Papa John’s is Being sued for allegedly violating the US Wiretap Act
Papa John’s is being sued by a customer, but not for the pizza itself, but rather for allegedly breaking the US Wiretap Act by keeping an eye on how he used the website that sells pizza. The titan of greasy wheels is said to have violated wiretapping regulations by using so-called session replay software on its website. This app is said to record and call home everything a user does on the website, including going to pages and placing orders.
It supposedly alerts Papa John’s to mouse movements, clicks, and keystrokes made on the page, for example. This data can be used to pinpoint the locations where customers leave a sale, become trapped, or become lost. Session replay programs have caused privacy concerns due to their indiscriminate data collection, occasionally shoddy security, inability to gain user agreement to track and keep this data, and analysts tracking your every move to see how they can improve their websites and enhance sales. On the other hand, you might not think it is all that alarming when you consider all the other concrete information a website may have on you, such as name, email and home address, date of birth, orders completed, payment data, etc.
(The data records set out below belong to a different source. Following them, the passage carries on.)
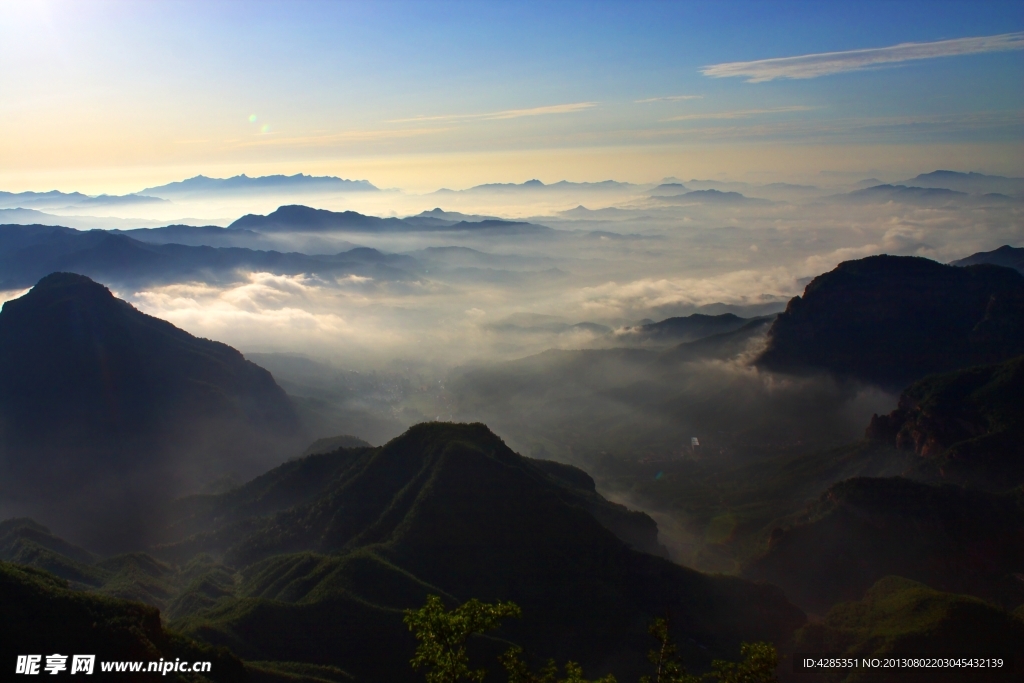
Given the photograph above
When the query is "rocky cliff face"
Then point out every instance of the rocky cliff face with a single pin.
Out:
(104, 411)
(892, 319)
(968, 426)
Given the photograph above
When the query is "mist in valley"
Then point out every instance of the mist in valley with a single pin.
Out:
(537, 328)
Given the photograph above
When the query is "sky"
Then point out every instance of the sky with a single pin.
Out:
(116, 96)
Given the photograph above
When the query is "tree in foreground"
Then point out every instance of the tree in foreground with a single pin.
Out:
(758, 666)
(668, 667)
(519, 672)
(442, 634)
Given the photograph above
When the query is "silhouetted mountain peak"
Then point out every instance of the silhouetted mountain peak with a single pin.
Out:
(892, 319)
(100, 400)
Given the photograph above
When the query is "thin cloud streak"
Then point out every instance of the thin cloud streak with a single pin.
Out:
(825, 63)
(670, 98)
(507, 114)
(737, 114)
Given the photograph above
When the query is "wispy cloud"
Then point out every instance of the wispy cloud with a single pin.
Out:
(335, 138)
(507, 114)
(670, 98)
(813, 66)
(737, 114)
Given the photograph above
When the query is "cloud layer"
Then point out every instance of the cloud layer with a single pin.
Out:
(825, 63)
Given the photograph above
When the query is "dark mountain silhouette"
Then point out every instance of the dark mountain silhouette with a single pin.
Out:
(903, 194)
(684, 329)
(335, 545)
(42, 615)
(196, 236)
(862, 529)
(968, 182)
(297, 218)
(107, 411)
(242, 184)
(892, 319)
(1010, 257)
(720, 346)
(29, 252)
(899, 617)
(966, 426)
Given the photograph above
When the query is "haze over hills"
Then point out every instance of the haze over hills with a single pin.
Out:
(300, 218)
(968, 182)
(108, 412)
(32, 251)
(893, 319)
(1011, 257)
(606, 341)
(243, 184)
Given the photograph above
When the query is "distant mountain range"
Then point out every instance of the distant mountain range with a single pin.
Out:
(29, 252)
(108, 411)
(892, 319)
(304, 219)
(337, 544)
(58, 200)
(977, 183)
(201, 185)
(709, 197)
(677, 330)
(916, 195)
(538, 186)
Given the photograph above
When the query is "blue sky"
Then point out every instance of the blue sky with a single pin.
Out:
(464, 92)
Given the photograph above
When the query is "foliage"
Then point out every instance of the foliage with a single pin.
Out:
(442, 636)
(668, 668)
(518, 671)
(758, 666)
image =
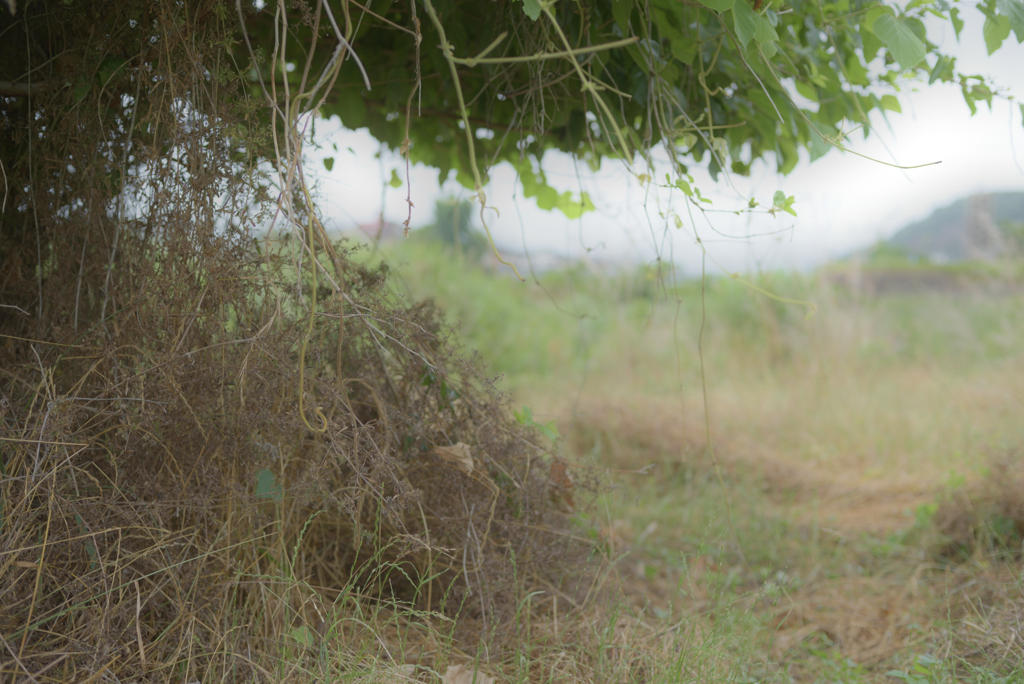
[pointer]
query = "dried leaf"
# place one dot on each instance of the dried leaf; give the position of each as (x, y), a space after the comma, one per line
(562, 492)
(460, 674)
(458, 455)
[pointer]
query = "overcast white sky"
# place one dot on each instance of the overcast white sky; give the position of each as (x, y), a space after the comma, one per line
(844, 202)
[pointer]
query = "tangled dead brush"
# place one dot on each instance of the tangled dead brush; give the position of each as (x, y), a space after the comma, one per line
(216, 440)
(986, 517)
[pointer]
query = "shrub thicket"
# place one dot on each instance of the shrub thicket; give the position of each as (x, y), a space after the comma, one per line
(210, 435)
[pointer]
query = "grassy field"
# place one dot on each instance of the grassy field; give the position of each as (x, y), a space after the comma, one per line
(822, 489)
We should note that due to the technology, Intel has gone through a comparable legal battle.
A lawsuit [PDF] against Papa John’s was filed this week in a federal district court in southern California. In the proposed class-action complaint, Papa John’s is charged with violating the California Invasion of Privacy Act and the Wiretap Act with regard to their session replay software by going too far (CIPA). The “session replay” technology, according to the lawsuit, is “purportedly used to monitor and uncover faulty website functionality; nonetheless, the extent and information acquired by users of the technology… substantially surpasses the stated objective,” alleges David Kauffman of San Diego.
Although his complaint doesn’t precisely name the software, or “spyware,” as he dubbed it, that Papa John’s allegedly used, he insists that such code is illegal. The lawsuit seeks “the greater of $10,000 or $100 per day for each violation” of the Wiretap Act, in addition to the $2,500 in statutory damages for each CIPA violation. Papa John’s may be liable for a substantial amount of money if they are proven to be at fault, which is unfortunate for them. Even though Kauffman’s lawyers don’t know the exact number of people in the class who are named in the lawsuit, they think that “millions” of people were secretly watched.
We’ll update this article as Papa John’s responds to our questions about the lawsuit. Privacy respect cannot be baked into a pie. The fast food chain was previously fined £10,000 ($11,100) in the UK for sending advertising text messages to clients without their express consent, despite the argument that Papa John’s leaves a lot out of their pizza, such as flavor.
Papa John’s was charged with abusing the Privacy and Electronic Communications Regulations of Great Britain’s “soft opt-in” exception, which permits companies to use customer information obtained during a sale to send marketing communications, but only if the customer is given the opportunity to opt-out first. That’s where Papa John’s fell short. Papa John’s wouldn’t be the first company to face charges in US courts for utilizing session replay code.
Numerous lawsuits have been filed in Florida and California against companies that were accused of using integrated technology on their websites for illicit activities. Despite the fact that many cases brought in Florida in recent years have been dismissed, the Ninth Circuit Court of Appeals’ ruling in June, according to The National Law Review, opened the door to a flood of new session replay lawsuits in California using the same legal justification used in the Papa John’s case.